2. Description of the Related Art As an example of a conventional blasting machine,
The pneumatic gravity blast device 60 will be described.

Referring to FIGS. 4 and 5, a cabinet 61 is shown.
The blast processing chamber has a carry-in port 63 for taking in and out the work, and a spray nozzle 62 for spraying the abrasive onto the work carried in from the carry-in port 63 is provided in the cabinet 61. A hopper 68 is provided at a lower portion of the cabinet 61, and a lowermost end of the hopper 68 communicates with an upper portion of a collection tank 70 for collecting abrasives installed at an upper portion of the cabinet 61 via a conduit 65.

The recovery tank 70 is a so-called cyclone.
This is a device for separating dust from the abrasive, and as shown in FIG. 4, comprises a cylindrical portion having a cylindrical shape at an upper portion, and a conical portion having a conical shape gradually narrowing downward at a lower portion.

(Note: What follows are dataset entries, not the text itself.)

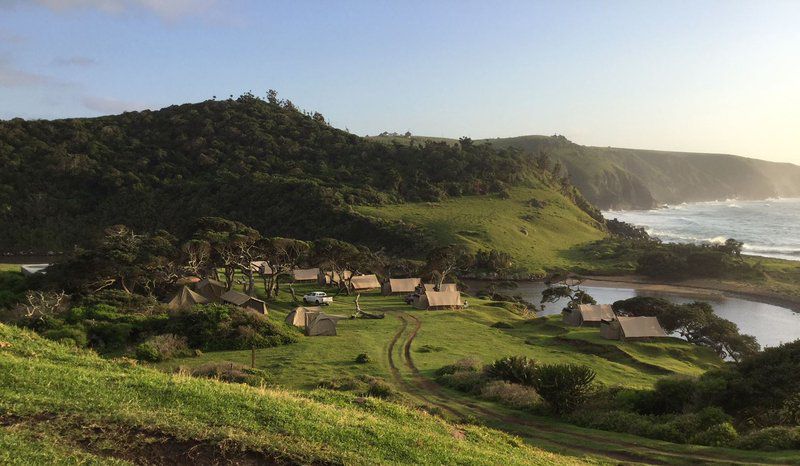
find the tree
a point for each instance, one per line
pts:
(339, 256)
(448, 260)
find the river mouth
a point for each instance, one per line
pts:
(771, 325)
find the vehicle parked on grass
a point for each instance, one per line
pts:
(320, 298)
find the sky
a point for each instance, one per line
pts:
(701, 76)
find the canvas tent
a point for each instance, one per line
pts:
(261, 267)
(439, 300)
(400, 285)
(625, 328)
(33, 269)
(332, 278)
(210, 289)
(365, 282)
(444, 287)
(242, 300)
(589, 315)
(314, 321)
(304, 275)
(185, 298)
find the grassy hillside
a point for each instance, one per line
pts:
(640, 179)
(78, 406)
(537, 238)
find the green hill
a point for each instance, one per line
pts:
(65, 405)
(615, 178)
(633, 178)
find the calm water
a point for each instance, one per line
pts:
(767, 228)
(771, 325)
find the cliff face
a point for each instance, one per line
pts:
(614, 178)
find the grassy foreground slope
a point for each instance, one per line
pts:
(120, 410)
(537, 238)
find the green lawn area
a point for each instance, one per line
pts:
(453, 335)
(539, 239)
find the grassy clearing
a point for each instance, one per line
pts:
(538, 238)
(447, 336)
(72, 389)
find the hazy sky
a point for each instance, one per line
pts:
(696, 76)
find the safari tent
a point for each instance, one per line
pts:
(589, 315)
(332, 278)
(365, 282)
(400, 285)
(242, 300)
(210, 289)
(33, 269)
(298, 316)
(185, 298)
(627, 328)
(305, 275)
(439, 300)
(313, 320)
(444, 287)
(261, 267)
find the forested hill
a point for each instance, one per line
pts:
(261, 162)
(631, 178)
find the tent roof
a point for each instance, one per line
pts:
(365, 282)
(235, 297)
(443, 298)
(444, 287)
(186, 297)
(403, 285)
(641, 327)
(596, 312)
(305, 274)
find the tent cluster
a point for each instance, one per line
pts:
(209, 290)
(614, 327)
(426, 296)
(313, 321)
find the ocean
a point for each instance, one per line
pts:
(768, 228)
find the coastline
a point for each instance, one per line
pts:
(697, 287)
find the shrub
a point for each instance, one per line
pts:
(563, 386)
(515, 369)
(670, 395)
(231, 372)
(73, 335)
(719, 435)
(162, 348)
(771, 438)
(511, 394)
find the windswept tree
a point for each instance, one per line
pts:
(339, 256)
(282, 255)
(233, 246)
(448, 260)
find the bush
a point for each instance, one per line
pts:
(515, 369)
(219, 327)
(162, 348)
(670, 395)
(563, 386)
(771, 438)
(73, 335)
(511, 394)
(719, 435)
(231, 372)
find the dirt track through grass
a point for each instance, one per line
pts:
(541, 433)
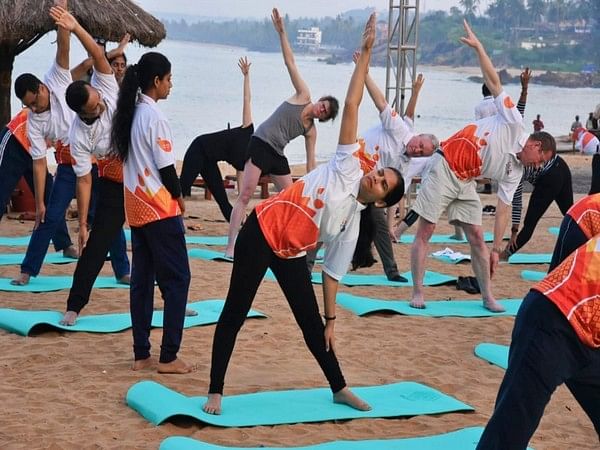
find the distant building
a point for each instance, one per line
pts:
(309, 39)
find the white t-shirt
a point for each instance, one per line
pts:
(93, 140)
(320, 207)
(150, 149)
(53, 124)
(488, 147)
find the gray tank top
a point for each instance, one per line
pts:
(282, 126)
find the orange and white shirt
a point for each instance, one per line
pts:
(586, 214)
(320, 207)
(53, 125)
(585, 141)
(574, 287)
(18, 128)
(488, 147)
(150, 149)
(91, 143)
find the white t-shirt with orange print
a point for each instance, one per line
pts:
(488, 147)
(150, 149)
(320, 207)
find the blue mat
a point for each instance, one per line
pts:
(52, 283)
(15, 259)
(158, 403)
(463, 439)
(530, 258)
(455, 308)
(533, 275)
(444, 239)
(493, 353)
(22, 322)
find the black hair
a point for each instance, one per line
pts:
(137, 76)
(26, 82)
(397, 193)
(334, 107)
(485, 91)
(77, 95)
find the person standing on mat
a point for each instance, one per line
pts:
(94, 104)
(323, 206)
(229, 145)
(142, 139)
(293, 118)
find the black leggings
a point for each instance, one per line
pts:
(252, 258)
(554, 185)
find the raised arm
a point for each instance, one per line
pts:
(66, 21)
(490, 76)
(63, 38)
(414, 96)
(302, 91)
(244, 66)
(354, 94)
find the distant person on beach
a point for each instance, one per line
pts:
(322, 206)
(229, 145)
(142, 139)
(495, 147)
(538, 125)
(294, 117)
(555, 341)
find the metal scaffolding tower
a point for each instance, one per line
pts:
(401, 64)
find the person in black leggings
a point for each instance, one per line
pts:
(228, 145)
(551, 183)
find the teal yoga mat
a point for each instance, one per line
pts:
(51, 283)
(463, 439)
(23, 322)
(158, 403)
(533, 275)
(14, 259)
(455, 308)
(493, 353)
(444, 239)
(530, 258)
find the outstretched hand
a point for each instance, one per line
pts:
(63, 18)
(277, 21)
(244, 65)
(470, 39)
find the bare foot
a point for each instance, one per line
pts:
(140, 364)
(213, 404)
(493, 306)
(70, 252)
(175, 366)
(125, 279)
(346, 397)
(69, 318)
(21, 280)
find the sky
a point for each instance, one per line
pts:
(295, 8)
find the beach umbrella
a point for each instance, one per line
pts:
(24, 22)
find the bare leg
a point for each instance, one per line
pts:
(418, 253)
(250, 181)
(480, 258)
(213, 404)
(346, 397)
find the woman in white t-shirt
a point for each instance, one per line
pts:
(142, 139)
(323, 206)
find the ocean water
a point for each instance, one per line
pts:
(207, 92)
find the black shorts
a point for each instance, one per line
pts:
(266, 159)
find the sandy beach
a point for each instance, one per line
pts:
(64, 390)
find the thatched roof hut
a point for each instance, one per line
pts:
(23, 22)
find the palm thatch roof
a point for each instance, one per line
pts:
(22, 21)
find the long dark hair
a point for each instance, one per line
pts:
(137, 76)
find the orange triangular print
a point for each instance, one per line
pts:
(286, 221)
(461, 151)
(366, 160)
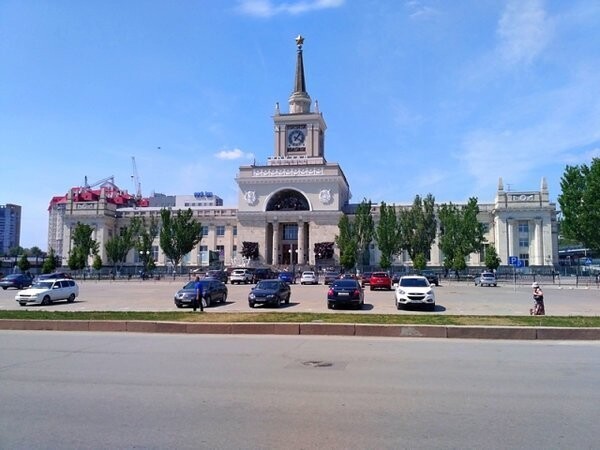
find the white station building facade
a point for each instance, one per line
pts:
(289, 208)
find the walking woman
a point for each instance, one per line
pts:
(538, 301)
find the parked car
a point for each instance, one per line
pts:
(431, 276)
(44, 292)
(365, 278)
(16, 280)
(53, 276)
(380, 280)
(414, 290)
(486, 279)
(309, 277)
(264, 273)
(240, 276)
(272, 292)
(288, 277)
(345, 292)
(213, 291)
(330, 276)
(220, 275)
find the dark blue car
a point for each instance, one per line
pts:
(288, 277)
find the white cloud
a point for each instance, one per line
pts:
(417, 10)
(524, 31)
(269, 8)
(233, 154)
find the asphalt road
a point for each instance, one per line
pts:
(451, 298)
(124, 391)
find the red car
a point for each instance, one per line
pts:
(380, 280)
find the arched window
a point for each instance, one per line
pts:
(288, 200)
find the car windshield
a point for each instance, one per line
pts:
(267, 285)
(192, 284)
(413, 282)
(345, 284)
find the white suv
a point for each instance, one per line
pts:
(44, 292)
(414, 290)
(240, 276)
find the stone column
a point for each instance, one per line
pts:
(275, 252)
(301, 248)
(539, 252)
(511, 237)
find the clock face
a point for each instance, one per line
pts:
(296, 138)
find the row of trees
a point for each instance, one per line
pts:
(413, 230)
(178, 234)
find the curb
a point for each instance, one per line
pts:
(310, 329)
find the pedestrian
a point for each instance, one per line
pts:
(538, 301)
(197, 301)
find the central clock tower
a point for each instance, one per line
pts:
(301, 132)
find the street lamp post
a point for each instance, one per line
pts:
(144, 255)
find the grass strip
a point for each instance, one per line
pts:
(270, 317)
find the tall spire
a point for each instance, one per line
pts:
(299, 101)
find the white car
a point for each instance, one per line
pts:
(486, 279)
(414, 290)
(309, 277)
(240, 276)
(44, 292)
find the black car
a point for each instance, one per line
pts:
(53, 276)
(264, 273)
(212, 291)
(272, 292)
(16, 280)
(431, 277)
(345, 292)
(220, 275)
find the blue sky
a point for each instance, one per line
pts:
(419, 96)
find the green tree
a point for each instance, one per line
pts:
(83, 246)
(49, 264)
(461, 233)
(580, 204)
(417, 229)
(492, 260)
(364, 230)
(347, 243)
(386, 235)
(419, 261)
(24, 264)
(145, 235)
(179, 233)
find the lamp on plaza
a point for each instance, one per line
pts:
(144, 256)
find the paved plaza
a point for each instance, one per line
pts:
(452, 297)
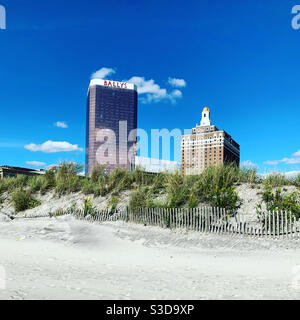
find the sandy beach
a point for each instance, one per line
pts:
(61, 258)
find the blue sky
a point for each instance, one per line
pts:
(240, 58)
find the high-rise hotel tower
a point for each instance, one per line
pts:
(111, 124)
(207, 146)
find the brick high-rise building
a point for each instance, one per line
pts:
(207, 146)
(111, 121)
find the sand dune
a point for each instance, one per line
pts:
(61, 258)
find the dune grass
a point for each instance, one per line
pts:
(216, 186)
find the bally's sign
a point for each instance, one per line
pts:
(112, 84)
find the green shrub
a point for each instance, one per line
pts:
(120, 180)
(138, 199)
(67, 179)
(23, 200)
(113, 203)
(177, 190)
(276, 179)
(297, 180)
(88, 207)
(277, 201)
(98, 173)
(88, 186)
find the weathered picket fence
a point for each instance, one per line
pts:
(204, 219)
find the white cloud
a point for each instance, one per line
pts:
(61, 124)
(177, 83)
(36, 163)
(152, 92)
(248, 164)
(102, 73)
(53, 147)
(295, 159)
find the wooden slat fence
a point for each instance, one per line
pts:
(204, 219)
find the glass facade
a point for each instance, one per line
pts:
(111, 116)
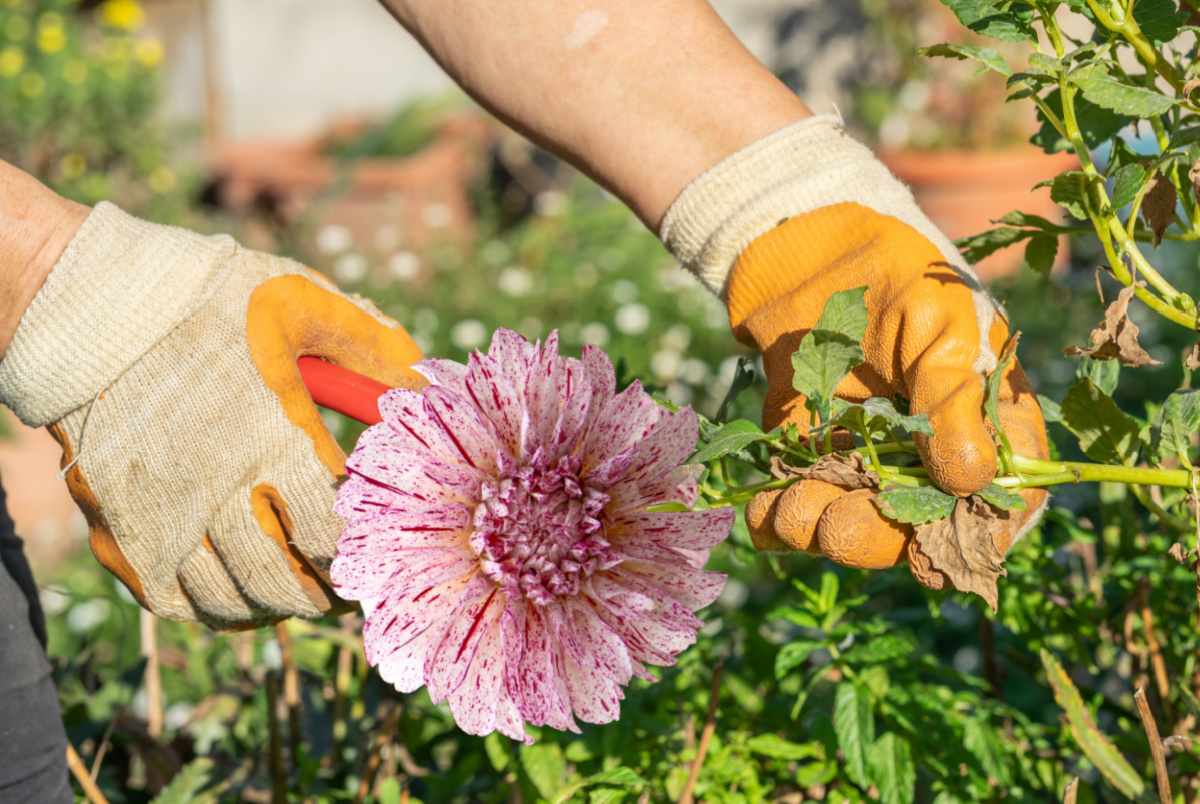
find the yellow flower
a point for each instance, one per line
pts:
(33, 84)
(123, 15)
(12, 61)
(75, 72)
(72, 166)
(51, 39)
(162, 179)
(149, 52)
(17, 29)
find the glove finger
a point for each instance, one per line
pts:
(853, 533)
(259, 565)
(799, 509)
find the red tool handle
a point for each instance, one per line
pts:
(342, 390)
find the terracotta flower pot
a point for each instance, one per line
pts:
(965, 191)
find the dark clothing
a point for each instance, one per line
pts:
(33, 743)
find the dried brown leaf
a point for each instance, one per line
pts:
(846, 471)
(1116, 336)
(1158, 207)
(1192, 357)
(963, 547)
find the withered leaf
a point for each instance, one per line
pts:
(963, 549)
(1116, 336)
(846, 471)
(1158, 207)
(1192, 357)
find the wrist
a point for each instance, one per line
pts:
(36, 225)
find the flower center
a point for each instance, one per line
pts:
(538, 531)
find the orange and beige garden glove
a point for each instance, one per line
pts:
(165, 364)
(779, 227)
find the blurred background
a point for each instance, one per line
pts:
(322, 131)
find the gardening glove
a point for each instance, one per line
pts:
(779, 227)
(165, 364)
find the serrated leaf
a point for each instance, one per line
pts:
(889, 766)
(1041, 252)
(1176, 421)
(853, 723)
(831, 349)
(1102, 753)
(1105, 432)
(885, 647)
(1068, 190)
(991, 19)
(1158, 19)
(915, 504)
(1127, 181)
(988, 57)
(978, 246)
(1110, 93)
(189, 784)
(1096, 124)
(793, 654)
(1002, 498)
(729, 438)
(781, 749)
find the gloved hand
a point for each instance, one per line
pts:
(165, 364)
(779, 227)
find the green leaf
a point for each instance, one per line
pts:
(1107, 759)
(545, 767)
(1113, 94)
(187, 785)
(1068, 190)
(853, 723)
(982, 245)
(1177, 420)
(889, 766)
(1104, 431)
(885, 647)
(831, 349)
(1041, 252)
(1158, 19)
(1002, 498)
(915, 504)
(988, 57)
(1097, 125)
(781, 749)
(729, 438)
(995, 19)
(793, 654)
(743, 378)
(1127, 181)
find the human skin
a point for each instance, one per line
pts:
(642, 96)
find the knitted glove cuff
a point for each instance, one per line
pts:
(799, 168)
(119, 288)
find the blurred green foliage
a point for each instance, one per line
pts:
(78, 99)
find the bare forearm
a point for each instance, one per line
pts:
(643, 96)
(35, 227)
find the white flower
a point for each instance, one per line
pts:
(515, 281)
(665, 364)
(333, 239)
(594, 333)
(351, 268)
(468, 334)
(623, 292)
(88, 616)
(436, 216)
(403, 265)
(550, 203)
(633, 319)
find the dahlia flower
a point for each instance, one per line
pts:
(498, 539)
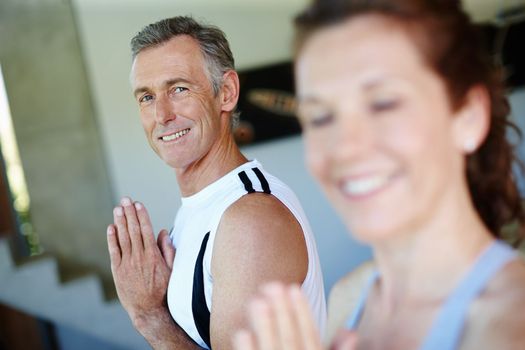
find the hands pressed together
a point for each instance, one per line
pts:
(280, 318)
(140, 265)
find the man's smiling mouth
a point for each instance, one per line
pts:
(175, 136)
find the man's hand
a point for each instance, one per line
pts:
(140, 266)
(281, 319)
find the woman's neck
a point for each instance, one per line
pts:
(426, 264)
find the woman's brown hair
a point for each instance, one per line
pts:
(454, 48)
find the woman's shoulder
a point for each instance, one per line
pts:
(344, 297)
(497, 317)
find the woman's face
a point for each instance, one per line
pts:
(378, 127)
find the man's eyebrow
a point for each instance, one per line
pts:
(307, 99)
(166, 83)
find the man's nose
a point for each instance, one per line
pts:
(164, 110)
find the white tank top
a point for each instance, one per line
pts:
(190, 287)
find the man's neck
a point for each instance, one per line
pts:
(214, 165)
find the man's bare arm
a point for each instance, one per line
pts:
(258, 241)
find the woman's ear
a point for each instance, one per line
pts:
(229, 91)
(472, 120)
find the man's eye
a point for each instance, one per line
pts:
(383, 105)
(145, 98)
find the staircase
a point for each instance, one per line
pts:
(34, 288)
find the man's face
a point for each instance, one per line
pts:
(178, 109)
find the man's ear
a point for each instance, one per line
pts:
(472, 120)
(229, 91)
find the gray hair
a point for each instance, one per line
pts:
(212, 41)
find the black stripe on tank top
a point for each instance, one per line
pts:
(246, 181)
(201, 314)
(262, 179)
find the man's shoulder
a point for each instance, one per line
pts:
(257, 211)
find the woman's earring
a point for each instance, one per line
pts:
(469, 145)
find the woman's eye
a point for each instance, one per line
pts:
(383, 105)
(320, 120)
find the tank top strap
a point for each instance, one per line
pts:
(447, 328)
(355, 317)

An inlet 73 is provided on the upper side wall of the cylindrical portion 70,
The front end of the conduit 65 is connected to the inflow port 73 via a communication pipe 75. Since the axial direction of the communication pipe 75 is located in the tangential direction of the inner wall surface forming the circular cross section of the cylindrical portion,
The airflow flowing into the collection tank 70 from the communication pipe 75 descends while rotating along the inner wall of the cylindrical portion. The lower end of the conical portion of the collection tank 70 is provided with an abrasive adjuster 78 for adjusting the amount of abrasive injected from the injection nozzle 62, and the injection nozzle 62 is connected to the abrasive adjuster 78. On the other hand, a connecting pipe 74 is provided substantially at the center of the upper end wall surface of the collection tank 70.
The connection pipe 74 communicates with a dust collector (not shown) via a discharge pipe 67.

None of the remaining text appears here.